Moore’s script could have been a two-hour mess, as it bounces back-and-forth across Turing’s life: The teenage years at Cambridge, bullied by the other students, and his growing awareness of his sexuality; his struggles to crack the ever-changing Enigma code; and the police investigation into Turing, suspecting that he is committing acts of “gross indecency”. You can tell the screenplay has been through numerous re-writes, there is not a single scene or piece of dialogue that feels redundant. Moore does that talented and rare thing of coming up with a fast-paced film that doesn’t scrimp on insights and observations of its lead character.

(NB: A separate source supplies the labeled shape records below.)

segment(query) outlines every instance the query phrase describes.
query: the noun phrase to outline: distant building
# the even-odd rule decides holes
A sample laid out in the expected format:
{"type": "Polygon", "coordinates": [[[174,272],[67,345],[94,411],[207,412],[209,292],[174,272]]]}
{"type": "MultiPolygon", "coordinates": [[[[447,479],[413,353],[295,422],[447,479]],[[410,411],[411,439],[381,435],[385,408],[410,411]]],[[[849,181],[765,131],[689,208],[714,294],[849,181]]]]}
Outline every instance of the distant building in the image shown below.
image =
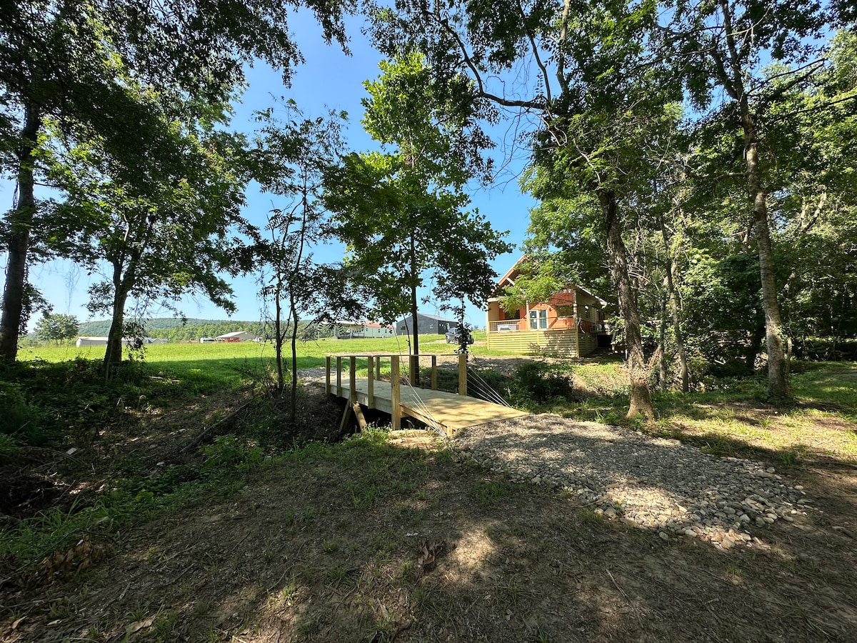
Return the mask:
{"type": "MultiPolygon", "coordinates": [[[[255,333],[247,330],[237,330],[235,333],[226,333],[214,338],[218,341],[259,341],[261,338],[255,333]]],[[[202,341],[202,340],[200,340],[202,341]]]]}
{"type": "MultiPolygon", "coordinates": [[[[129,344],[133,342],[133,340],[129,340],[127,337],[122,338],[122,346],[127,346],[129,344]]],[[[159,337],[144,337],[143,344],[166,344],[169,340],[164,340],[159,337]]],[[[107,338],[106,337],[78,337],[77,341],[75,342],[75,346],[106,346],[107,338]]]]}
{"type": "Polygon", "coordinates": [[[330,324],[333,328],[333,337],[338,340],[362,340],[372,337],[393,337],[396,330],[392,326],[377,322],[337,321],[330,324]]]}
{"type": "MultiPolygon", "coordinates": [[[[408,315],[396,324],[396,333],[400,335],[411,334],[412,315],[408,315]]],[[[458,322],[454,319],[444,319],[437,315],[417,313],[417,333],[421,335],[442,335],[450,328],[455,328],[458,322]]]]}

As for its lead character, Benedict Cumberbatch, you could argue, gives his best performance yet. An international star as Sherlock Holmes in the Steven Moffat/Mark Gatiss TV series, and playing the villain in Star Trek: Into Darkness and The Hobbit: The Desolation of Smaug, this performance is less showy than his more recent film and TV work. Here he treads a fine line between arrogant egocentric and anguished vulnerability. Tactless and dismissive of anyone without a mind anywhere close to his, Cumberbatch’s Turing displays naïve, childlike behaviour, whether it’s the blank, uncomprehending looks he gives when he watches men and women flirting, or how he curls up in a ball and cowers when threatened with violence. Turing asks, “Am I a man or a machine?” The answer, by the time The Imitation Game’s credits come up, is undoubtedly a man, but Turing needed someone or something – much like Christopher, the machine he built to break the Enigma code – to translate the thoughts and feelings going on inside him. Whether Cumberbatch wins an Oscar for his portrayal of Turing, he easily deserves a Best Actor nomination.
Keira Knightley, when given a role she can do something with, is a skilled actress. As cryptanalyst Joan Clarke, she is Turing’s interpreter; she knows him and what is going on inside his head. Tragically, what Turing fails to realise is that Clarke agrees to marry him because she doesn’t just understand him, Turing is the only man who understands her. Compassionate, but also fiery, frustrated that she has to work in secret with Turing and his team (a woman can’t be involved in such an important, undercover project), Knightley gives a wholly credible performance as Clarke.
While The Imitation Game is nowhere near as bland and mild as Brian Percival’s The Book Thief, you get the sense that Tyldum and Moore have played around with some of the facts. It feels like the truth’s been stretched when we find out one of the code-breaking team has a brother on a civilian convoy ship, Turing having the impossible decision of whether to save the ship and risk the Nazis knowing Enigma has been compromised. The biggest offender is Turing’s sexuality being hinted at rather than shown; this is far from Brokeback Mountain with a Cambridge graduate twang. Despite Cumberbatch doing a stunning job portraying Turing’s turmoil at having to lie day-by-day, trying to fool everyone, this is down to commercial rather than artistic reasons; getting the film a 12A instead of a 15 rating.
Intelligent, unapologetically emotional, and compelling, The Imitation Game is one of the best character studies you will see in cinemas this year. Sensitively handled, this is a lesson in how important, defining moments in history should be portrayed on-screen. With all the awards buzz around the film, hopefully Hollywood will take note.